Here is how it's going to be this month: Monday (or today, whatever) I'll post a puzzle I have from a book on Monte Carlo problems. A Monte Carlo method (or simulation, or experiment) is a "broad class of computational algorithms that rely on repeated random sampling to obtain numerical results; typically one runs simulations many times over in order to obtain the distribution of an unknown probabilistic entity."[1] This early in the morning I'm having trouble with definitions, but it's steps that a computer (or person, really) takes with random numbers in order to solve problems with random numbers. They are fairly easy to build. There are articles on how to run them in Excel or any similar spreadsheet program. Like I said, if you have the right random number generator, like a standard die or maybe some multi-sided dice, a person could do the simulation with paper and pencil. It just might be tedious.

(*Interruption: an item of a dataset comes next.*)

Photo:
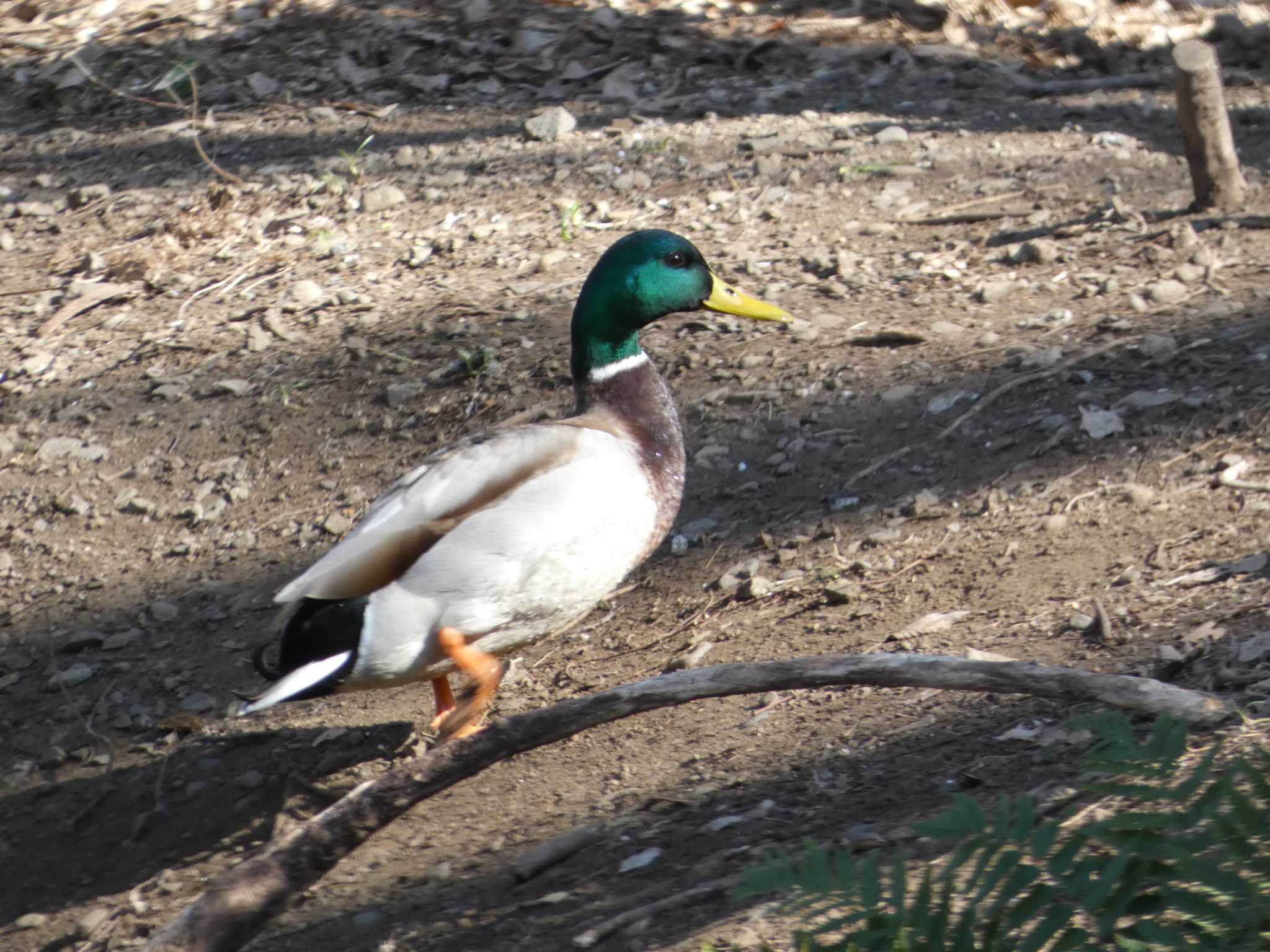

Okay, so here is the problem, taken from the book "Digital Dice: Computational Solutions to Practical Probability Problems". I left my copy. . . somewhere. . . so this is the easy intro problem:
- A clueless student faced a pop quiz: a list of 24 presidents of the 19th century and another list of their terms in office, but scrambled. The object was to match the president with the term. He had to guess every time. On average, how many did he guess correctly?
- Imagine this scenario occurs 1000 times. On average, how many matches (of the 24 possible) would a student guess correctly?
Oooh, I'm laying this one on my students.